The fight for abortion rights in New York is not over

State Sen. Alessandra Biaggi on why the state still has work to do on making abortions accessible.

State Sen. Alessandra Biaggi is one of many New York lawmakers who has decried the Texas abortion law.

State Sen. Alessandra Biaggi is one of many New York lawmakers who has decried the Texas abortion law. NYS Senate Media Services

The victory by anti-abortion advocates in Texas this week – enacting a law that bans abortions after about six weeks and allows citizens to sue anyone aiding or abetting an abortion – may seem far away from New York. After all, New York codified abortion rights into state law with the Reproductive Health Act. But while abortion rights advocates secured that victory in 2019, the future of Roe v. Wade, the U.S. Supreme Court opinion that legalized abortion in 1973, is more precarious in the rest of the country. The current Supreme Court’s decision to not block the Texas law has put fears over shrinking access to abortions into hyperdrive.

State Sen. Alessandra Biaggi is one of many New York lawmakers who has decried the Texas law. Biaggi, along with Assembly Member Karines Reyes, has introduced a bill that aims to address existing roadblocks to accessing abortions, even in a “reproductive sanctuary state” like New York. City & State caught up with Biaggi to talk about those remaining barriers and why her bill has yet to advance in the Legislature. The responses have been edited for length and clarity.

What’s your reaction to the stringent restrictions on abortions that Texas enacted this week?

What’s going on in Texas is outrageous.

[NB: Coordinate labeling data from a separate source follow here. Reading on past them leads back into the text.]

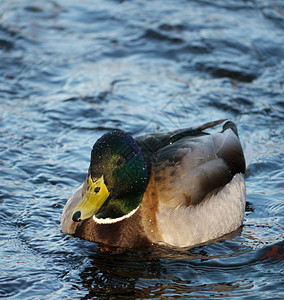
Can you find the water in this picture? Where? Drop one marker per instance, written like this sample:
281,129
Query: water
70,71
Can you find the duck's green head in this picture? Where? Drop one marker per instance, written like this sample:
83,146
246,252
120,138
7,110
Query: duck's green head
117,179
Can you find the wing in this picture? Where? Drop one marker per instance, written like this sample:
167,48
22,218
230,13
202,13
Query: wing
194,166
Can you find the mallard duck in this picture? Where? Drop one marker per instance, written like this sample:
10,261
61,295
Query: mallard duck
180,188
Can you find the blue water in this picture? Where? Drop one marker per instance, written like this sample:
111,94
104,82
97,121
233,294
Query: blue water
72,70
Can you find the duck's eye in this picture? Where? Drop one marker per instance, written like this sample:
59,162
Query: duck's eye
120,161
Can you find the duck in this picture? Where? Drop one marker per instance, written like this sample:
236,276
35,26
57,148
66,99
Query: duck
178,188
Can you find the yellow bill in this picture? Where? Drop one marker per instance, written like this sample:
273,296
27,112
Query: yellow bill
95,196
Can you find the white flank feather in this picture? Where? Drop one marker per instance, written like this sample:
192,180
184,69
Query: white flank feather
188,226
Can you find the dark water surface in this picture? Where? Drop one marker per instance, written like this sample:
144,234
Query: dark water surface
71,70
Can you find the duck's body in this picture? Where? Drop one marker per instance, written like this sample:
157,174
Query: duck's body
194,192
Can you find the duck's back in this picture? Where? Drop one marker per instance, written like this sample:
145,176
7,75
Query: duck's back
199,185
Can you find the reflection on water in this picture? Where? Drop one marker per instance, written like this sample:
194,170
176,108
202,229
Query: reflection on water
70,72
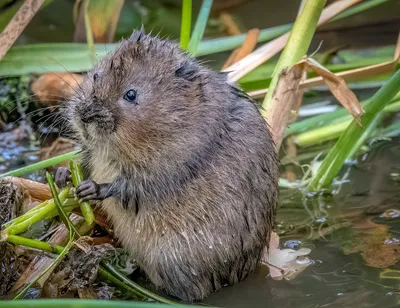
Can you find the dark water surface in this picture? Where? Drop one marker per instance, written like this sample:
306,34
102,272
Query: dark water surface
354,235
344,272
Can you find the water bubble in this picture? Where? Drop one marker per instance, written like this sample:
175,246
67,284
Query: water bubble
292,244
391,213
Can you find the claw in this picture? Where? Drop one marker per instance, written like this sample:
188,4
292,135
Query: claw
62,177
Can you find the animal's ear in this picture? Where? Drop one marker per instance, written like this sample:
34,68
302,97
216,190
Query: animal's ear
137,35
188,71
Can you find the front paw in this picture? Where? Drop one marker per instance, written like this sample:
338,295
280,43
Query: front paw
62,177
88,190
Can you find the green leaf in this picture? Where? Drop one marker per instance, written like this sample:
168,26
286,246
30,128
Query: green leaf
186,23
41,165
336,157
78,303
200,26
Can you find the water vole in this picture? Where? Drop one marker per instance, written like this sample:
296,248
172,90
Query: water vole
183,161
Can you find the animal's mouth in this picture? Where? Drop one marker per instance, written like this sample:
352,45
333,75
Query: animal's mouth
97,125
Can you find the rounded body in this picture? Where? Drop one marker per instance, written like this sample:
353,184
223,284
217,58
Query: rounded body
194,171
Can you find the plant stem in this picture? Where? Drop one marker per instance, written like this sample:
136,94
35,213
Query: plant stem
41,165
322,134
333,162
58,202
89,32
135,286
297,45
27,242
370,129
200,26
77,178
186,23
340,114
358,9
333,131
105,269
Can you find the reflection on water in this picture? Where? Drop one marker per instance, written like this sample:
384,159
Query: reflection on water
354,235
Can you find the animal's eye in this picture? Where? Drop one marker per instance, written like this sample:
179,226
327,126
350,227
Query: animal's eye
130,96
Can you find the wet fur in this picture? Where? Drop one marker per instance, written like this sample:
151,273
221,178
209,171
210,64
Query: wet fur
192,165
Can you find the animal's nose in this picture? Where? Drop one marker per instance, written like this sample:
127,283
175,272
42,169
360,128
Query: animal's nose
87,117
89,113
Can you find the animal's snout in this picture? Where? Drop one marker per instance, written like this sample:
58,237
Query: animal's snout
90,113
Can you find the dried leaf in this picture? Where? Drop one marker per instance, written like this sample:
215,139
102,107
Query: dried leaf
52,88
350,75
338,88
286,93
267,51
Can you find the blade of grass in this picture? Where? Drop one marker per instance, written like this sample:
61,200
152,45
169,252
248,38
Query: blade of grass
27,242
89,32
364,137
41,58
296,47
64,252
77,178
323,119
41,165
106,270
109,268
333,162
333,131
200,26
52,266
186,23
87,303
358,9
58,202
15,27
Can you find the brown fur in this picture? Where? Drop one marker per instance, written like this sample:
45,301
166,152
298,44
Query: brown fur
191,163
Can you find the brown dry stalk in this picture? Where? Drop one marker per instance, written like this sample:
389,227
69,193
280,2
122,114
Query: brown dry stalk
287,92
41,262
18,24
247,47
267,51
349,75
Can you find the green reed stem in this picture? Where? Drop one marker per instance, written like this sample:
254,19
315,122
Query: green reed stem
27,242
200,26
333,162
58,202
340,114
89,33
186,23
364,137
77,178
132,285
41,165
297,45
333,131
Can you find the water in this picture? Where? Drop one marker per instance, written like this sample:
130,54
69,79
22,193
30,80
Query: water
344,271
354,235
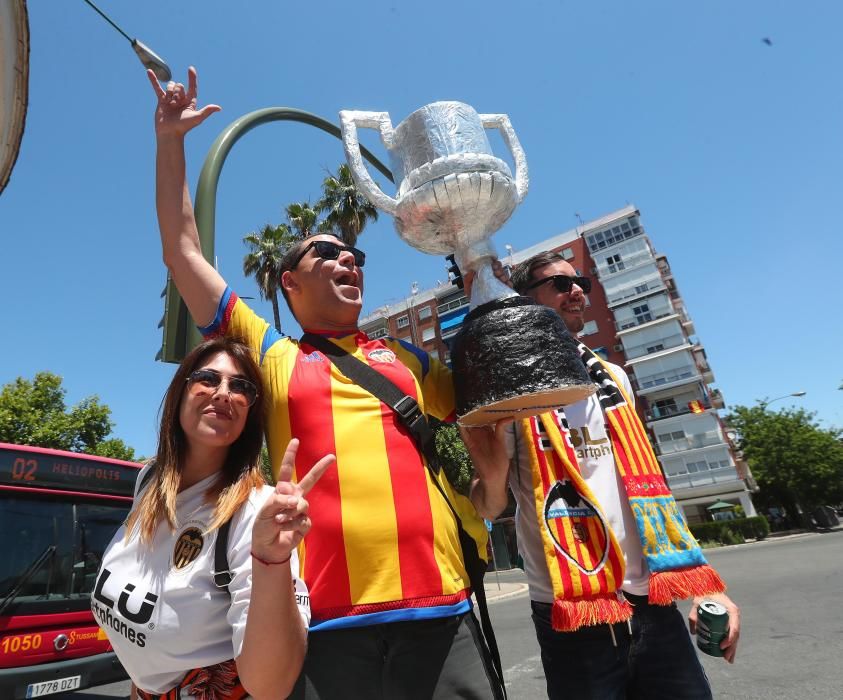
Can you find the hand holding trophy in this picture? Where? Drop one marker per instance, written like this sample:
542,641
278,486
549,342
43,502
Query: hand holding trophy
512,357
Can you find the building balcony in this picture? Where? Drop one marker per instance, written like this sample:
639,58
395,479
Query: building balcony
691,442
665,380
647,288
452,304
649,319
658,413
704,478
672,341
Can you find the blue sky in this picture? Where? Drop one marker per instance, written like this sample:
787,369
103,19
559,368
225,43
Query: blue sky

I mean, I’m not surprised. So that’s probably alarming to even my own self. I think the thing that feels so upsetting is that so many of us have been screaming about this for so long and basically have been told that we are hysterical or we should just calm down, because this is a constitutional right and nothing’s gonna happen to Roe. And clearly, we knew that something could happen to Roe, because it’s not codified into the law at the federal level, and it can be overturned. So we’re seeing the beginnings of that. If you just flip back to 2017, when I worked on the Second Floor, the bill that I worked on was the Reproductive Health Act. It not passing in 2017 really motivated me to run because (Donald) Trump was president, and I thought, at any moment, this is something that can be overturned and New York has to be on the right side of this, because people are going to rely on us to protect them. It was like the centerpiece of my campaign. It was the thing that I wanted people to understand. And when I told people about the bill, they actually already thought that New York had those protections in place, which goes to show you how shocking I think this was for a lot of New Yorkers. But we obviously passed it in 2019. But we passed it after 10 years of people – I’m just going to be very straight up with you, we passed it after 10 years of men stopping it. So we have these problems in New York. We just were able to overcome them through elections.

The Reproductive Health Act in 2019 codified abortion rights into New York state law, but what barriers to accessing a safe and affordable abortion still exist here?

New York is seen as a reproductive sanctuary state, and it’s something that we should be proud of. And we should be proud of it because it means that we see abortion as access to health care, because it is. So that’s important. I think when we talk about reproductive justice, it is more than just securing the right to an abortion. It’s making sure that we’re ripping down the roadblocks for accessing that right. We can say that you have the right to do something, and in this case, the right to an abortion. But if you can’t access it because of things like, for example, child care or transportation or time off of work, then really, what are we saying? We’re saying that this is a right only for those who are financially in a secure place. It impacts low-income and young people, and people of color.

Your proposed bill would give New York taxpayers the option to contribute to an abortion access fund on their tax forms. How does that fund and this bill address this accessibility issue?

We’re giving people an option to essentially put their values into action by contributing to the fund on their tax forms. And so the money that they donate – whether it’s $1 or $100 or $100,000 – goes into the operational and programmatic expenses of not-for-profits that are providing the logistical and also the financial support to people who need abortions. It’s things like transportation, it’s things like the actual procedure of abortion itself. It’s things like child care costs. Codifying Roe v. Wade was an amazing feat that we overcame, and we did. But also, it’s not enough. And I think telling ourselves the story that it’s enough is delusional.

You and Assembly Member Karines Reyes first introduced this bill in 2019, yet it didn’t move forward in that session or in this past session when you reintroduced it. Why is that?

I think there is a sentiment in New York, I think there is a sentiment in other places, that we’ve done it. The places that have actually taken action to protect abortion – whether it’s codifying Roe or putting more protections in place – feel like, “OK, we’ve done what we need to do.” But that’s only half of the story. And that’s why I feel like it’s irresponsible to just stop there. Because we’re refusing to take seriously that even though everybody has the right to an abortion, not everybody can access it.